Cherokee educator and businesswoman

Eliza Missouri Alberty ( Bushyhead; January 3, 1839 – November 6, 1919) was a Cherokee businesswoman, school administrator and educator.

==Early life and education==
Eliza was one of nine children born to the Rev. Jesse Bushyhead (also called Unaduti), a Cherokee and Baptist minister, and Eliza ( Wilkinson; transcribed as Wilkerson by some of her descendants). She was born in 1839 in Cape Girardeau, Missouri, while her father led a group of Cherokee to Indian Territory during the Trail of Tears.

Upon arrival in the new territory, her father established a Baptist mission near what is now Westville, Arkansas. Alberty attended the mission until 1854, when she enrolled in the Cherokee Female Seminary at Park Hill, Cherokee Nation. She graduated in the second class from the Seminary in 1856.

==Career and personal life==
Shortly after her graduation, Alberty took a position teaching at the Post Oak Grove and Vann's Valley schools, both Cherokee Nation public schools, until 1859. She had married David Rowe Vann, one year earlier in 1858. Three years after Vann's death in 1870, she married Bluford West Alberty, a lawyer and political figure.

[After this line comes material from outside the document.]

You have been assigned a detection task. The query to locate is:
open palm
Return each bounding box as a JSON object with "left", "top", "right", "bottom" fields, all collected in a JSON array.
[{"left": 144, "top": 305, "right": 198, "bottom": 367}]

The Albertys were appointed stewards of the Cherokee Insane Asylum, known colloquially as "Belleview". In 1885, the Albertys purchased a hotel in Tahlequah and named it "National Hotel". After her husband's death in 1889, Alberty managed the hotel and made it the most successful in Indian Territory. She was very active in the Baptist church and was commonly called "Aunt Eliza" in the community and by those attending the seminary because of their affection for her.

==Death==
Alberty died at the age of 80 in Claymore, Oklahoma. Her remains were transported to Tahlequah for burial. Along the way her nephew, Owen McNair of Dallas, Texas, was presented with a boquet of Chrysanthemums grown from stems taken from the old Chief Bushyhead garden in Fort Gibson. She was laid to rest near her older brother, Dennis Wolf Bushyhead, Principal Chief of the Cherokee Nation from 1879–1888.

==Notable moments==
Upon Oklahoma becoming a state in 1907, Alberty lobbied to have a state normal school established in Tahlequah. She was successful and to recognize her efforts, George Washington Steele, the first governor of Oklahoma, presented her with the pen he used to sign the legislation into law that created the Northeastern Normal School.